En tout cas, extrait :
"Un jour — Eve devait aller sur ses six ans et les Barré accueillaient pour la première fois un petit monsieur déjà âgé, aux dents pointues et au front lisse, accompagné de messieurs plus grands, plus jeunes et aux dents longues et blanches — la petite fille partit seule et en cachette boire son Orangina. Le cafetier fut d’abord surpris de la voir arriver sans son oncle mais, comme elle s’assit à leur table habituelle, il lui apporta en riant une bouteille jaune, ronde, granuleuse, avec paille au goulot. Cet épisode, on le lui a raconté souvent à Eve, et elle a du mal à débrouiller le vrai du faux, à ne pas se demander si, pour aboutir à cette anecdote, on n’a pas mélangé plusieurs souvenirs. Mais elle sait qu’un jour, petite mais sans être sûre de son âge, elle but longuement, en solitaire, un Orangina bien frais à la paille en regardant le monde, la vie, les gens à travers la vitre d’un café, et eut l’impression de regarder la télévision. Que cette agitation, là, dehors, ne la concernait déjà plus. Ou que plutôt, sous ses yeux, quelque chose était en train de passer, s’en aller, qui serait perdu à jamais. Alors, il lui semble qu’elle versât quelques larmes, sans bien savoir pourquoi. Le soleil qui tapait dur à la devanture ?
Maman Barré était, elle, pleinement en pleurs lorsqu’elle surgit au Café de la Place. Elle secoua sa fille par le bras sans la faire se lever, ce qui fit trembler la table. La bouteille d’Orangina vacilla, chuta et, au sol, sa tête fine se sépara net de son ventre rond. Le bruit du bris calma la mère d’un coup : elle s’excusa auprès du cafetier, voulut régler la consommation, mais il rétorqua que « la petite demoiselle » avait déjà payé. Interloquée, Claudine regarda Eve et, devant son air fier et concerné, se sentit obligée de s’asseoir et d’expliquer que c’était mal ce qu’elle avait fait, qu’elle l’avait cherché partout, qu’elle était épuisée d’avoir couru, que tout le monde s’inquiétait à la maison, y compris les invités, et qu’il se passerait longtemps avant qu’elle puisse sortir seule dans les rues du quartier. Pourtant, quelques mois plus tard, Eve et Charles commençaient à se rendre à l’école sans être accompagnés…
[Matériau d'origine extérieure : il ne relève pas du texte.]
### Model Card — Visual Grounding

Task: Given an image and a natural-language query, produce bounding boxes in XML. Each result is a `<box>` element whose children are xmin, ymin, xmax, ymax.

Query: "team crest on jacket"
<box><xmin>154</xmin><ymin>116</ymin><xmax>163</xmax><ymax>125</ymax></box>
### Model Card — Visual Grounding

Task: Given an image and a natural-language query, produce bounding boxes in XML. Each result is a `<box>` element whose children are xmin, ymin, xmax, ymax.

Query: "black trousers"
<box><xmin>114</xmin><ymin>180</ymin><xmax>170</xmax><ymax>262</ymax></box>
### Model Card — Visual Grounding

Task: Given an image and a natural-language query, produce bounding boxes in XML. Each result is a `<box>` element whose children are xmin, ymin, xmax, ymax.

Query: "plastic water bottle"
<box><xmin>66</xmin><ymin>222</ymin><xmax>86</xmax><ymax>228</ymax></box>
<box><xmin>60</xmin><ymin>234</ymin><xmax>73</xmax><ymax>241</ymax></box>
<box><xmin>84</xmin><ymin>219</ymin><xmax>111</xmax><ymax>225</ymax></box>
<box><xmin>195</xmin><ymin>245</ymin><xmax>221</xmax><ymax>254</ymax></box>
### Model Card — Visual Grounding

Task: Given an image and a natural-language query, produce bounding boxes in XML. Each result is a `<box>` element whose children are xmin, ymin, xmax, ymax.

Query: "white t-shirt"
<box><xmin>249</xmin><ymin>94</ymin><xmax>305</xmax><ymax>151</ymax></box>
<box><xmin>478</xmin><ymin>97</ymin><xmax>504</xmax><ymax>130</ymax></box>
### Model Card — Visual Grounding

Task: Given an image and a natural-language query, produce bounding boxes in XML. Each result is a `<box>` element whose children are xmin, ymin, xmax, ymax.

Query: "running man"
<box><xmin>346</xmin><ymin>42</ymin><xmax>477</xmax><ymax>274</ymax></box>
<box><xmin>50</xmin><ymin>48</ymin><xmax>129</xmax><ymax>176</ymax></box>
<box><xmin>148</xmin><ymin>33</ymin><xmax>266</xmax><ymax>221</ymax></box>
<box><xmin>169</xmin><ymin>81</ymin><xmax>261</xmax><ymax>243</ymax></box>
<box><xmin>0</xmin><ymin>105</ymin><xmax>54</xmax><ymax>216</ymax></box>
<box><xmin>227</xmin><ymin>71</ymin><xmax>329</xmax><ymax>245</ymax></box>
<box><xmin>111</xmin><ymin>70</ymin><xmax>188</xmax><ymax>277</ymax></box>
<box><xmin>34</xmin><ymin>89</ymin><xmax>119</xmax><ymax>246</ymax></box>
De retour à l’appartement, les convives étaient encore au living-room, silencieux et tendus. Quand il vit la fugueuse passer la porte d’entrée devant sa mère, le petit homme déjà âgé se leva le premier, s’approcha à pas courts, ventre en avant, se pencha en pinçant ses lèvres fines, et dit d’une voix chuintante un peu aiguë mais qu’on avait envie d’écouter : « Je vois qu’à ton âge tu as déjà le goût de l’aventure. Au mien, on a celui de l’Histoire et du Destin ». Le fait qu’instantanément Eve se soit souvenue de cette phrase à son âge et qu’elle en eut perçu le sens exact, lettres majuscules incluses, fit dire plus tard à ses parents : « nous avons su très tôt que notre little baby ferait une femme exceptionnelle. » Une Super Lady. Charles, ils l’appelaient le clever boy et, entre eux, se donnaient du dear le soir, quand ils étaient fatigués et prêts à aller se coucher en même temps.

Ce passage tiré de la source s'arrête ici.